Q. There are n nuts and corresponding bolts. However, all nuts and bolts are shuffled and we have to device a technique to pair them.

  • No two pairs are of same size.
  • Each nut has exactly one bolt for it.
  • You can’t compare nut with a nut and same with bolt.
  • You can determine by a comparison if a nut is greater or a bolt is greater.

A. This problem can also be solved in a quick sort kind of technique.

  • Pick up nut n1 with all bolts. Divide all bigger bolts on one side and smaller bolt on other side. One bolt say b1 matches n1 to make the pair.
  • Take nut n2 and compare with bolt b1. If bigger bolt is required look in greater set otherwise in the smaller set.
  • Do the same with rest of the nuts. This way we are saving the number of comparisons by categorizing.

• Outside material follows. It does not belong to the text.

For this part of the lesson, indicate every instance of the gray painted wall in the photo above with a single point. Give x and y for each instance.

Time complexity is approximately O(nlogn)

Advertisements

Q. You are given 9 balls. Out of these, 8 are of 1kg and 1 is heavier by 0.5 kg. Given a weight balance which can take tell you which side is heavier at a given trial, you have to compute heavier ball by weighing only twice.

A. Divide 9 balls in groups of 3.

  • Compute the heavier group using balance by keeping two groups on it. If they come as equal, we can conclude third group contains the heavier ball.
  • After we have the group that contains the heavier ball, keep the two balls on the balance, you will get the heavier one. (In case, both are equally weighed, the left out will be the heavier one)

 

Retrieval From Stack

Posted: February 12, 2011 in Algorithms, Amazon, data structures, inMobi

Q. From a given stream of numbers, I should be able to retrieve latest element. Also, you have to support reading the minimum of elements encountered so far.

A. For storing and retrieving the elements, stack is the best data structure enforcing LIFO traversal. For keeping the minimum value, we need to implement another stack in parallel.

  • The minimum element stack will keep the minimum element only for a particular node.
  • If new element, is lesser than current minimum, push the new number in the minimum stack.
  • If new element is greater than current minimum, push the old minimum again in the minimum stack.
  • While popping out any element from the main stack, pop out the respective node from the minimum stack as well.

Reading the minimum value will hence be a operation of complexity O(1).

Maximum Subset Sum Problem

Posted: February 12, 2011 in Algorithms, Amazon, inMobi, Puzzles

Q. There is an array of n integers which contains positive as well as negative values. You have to write an algorithm to find a subset whose sum is maximum.

A1. Use divide n conquer. Divide the problem into two, compare best case of left, right and maximum subset at the junction.

For checking the maximum subset at the junction, we have to get maximum subset at the corners and merge them. The complexity of this approach will be nlogn.

A2. First, you can convert the list into a list of cumulative sums, turning [5,-2,10,-4] into [0,5,3,13,9]. Then walk through the list of cumulative sums, to get the maximum positive difference. If minimum lies before the maximum in the cumulative sum, then that is the answer. For example, minimum here is 0 and maximum is 13. The answers will be numbers contributing towards it [5,-2, 10]

The gist of the concept is to get the maximum positive delta.